大相撲のことで素人の私が言うのは、はなはだ僭越かもしれませんが、決まり手でよく引いて勝つときがありますが、見ていてあまり感動しません。それよりも激しく押し出したり、力強く寄り切ったり、投げ技で相手をひっくり返したり、の方がはるかに感動します。あくまでも素人の浅学意見ですが、引いて勝つのは至誠ではなく、至誠とは真逆の楽をして勝とうとしているように見えるのは私だけではないと思います。また、兵庫県出身の大関、貴景勝の「勝って奢らず、負けて腐らず」の名セリフも大いに至誠に通ずるものがあると感じ、また地元出身であることとも相まって彼を応援しています。新大関、正代と大関、貴景勝には是非とも、この言葉通りに引かずに相撲を取るという至誠を貫いて頂きたいと期待しています。

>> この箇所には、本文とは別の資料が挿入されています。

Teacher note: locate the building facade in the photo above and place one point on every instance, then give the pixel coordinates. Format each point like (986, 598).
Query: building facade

今思い起こせば、私の20代30代のサラリーマン時代はおよそ至誠とは全く反対の考え方を持っていました。多少の正義感は持ち合わせていましたが、サラリーマンにとって大事なことは、少しでも楽をして、少しでもたくさんの給料をもらうことだ、と恥ずかしながら本当にそう考えていました。そのような考え方をしていた頃は、とにかく不平不満の塊でした。そして、仕事がうまくいったらお客様や、周りの人に感謝することもなく、自分の手柄と有頂天になり、うまくいかなかったら、自分の努力不足(楽をして契約を取ろうと手抜きをする)を棚に上げて、いつも何かのせいにしていました。ですから幸せではありませんでした。楽をして契約を取ろうというのは、相撲で引いて勝とうとするのと同じです。そんなことが続くはずがありません。きっと神様、仏様のご意思だと思います。そして今、勝つことよりも、契約を取ることよりも、もっと大切なものがあることに気付きました。それは勝つため、契約を取るために精一杯の、もうこれ以上できないというくらいの努力をし続けることであり、その努力の一瞬一瞬そのものであると考えています。そこにこそ本当の喜びがあるのではないでしょうか。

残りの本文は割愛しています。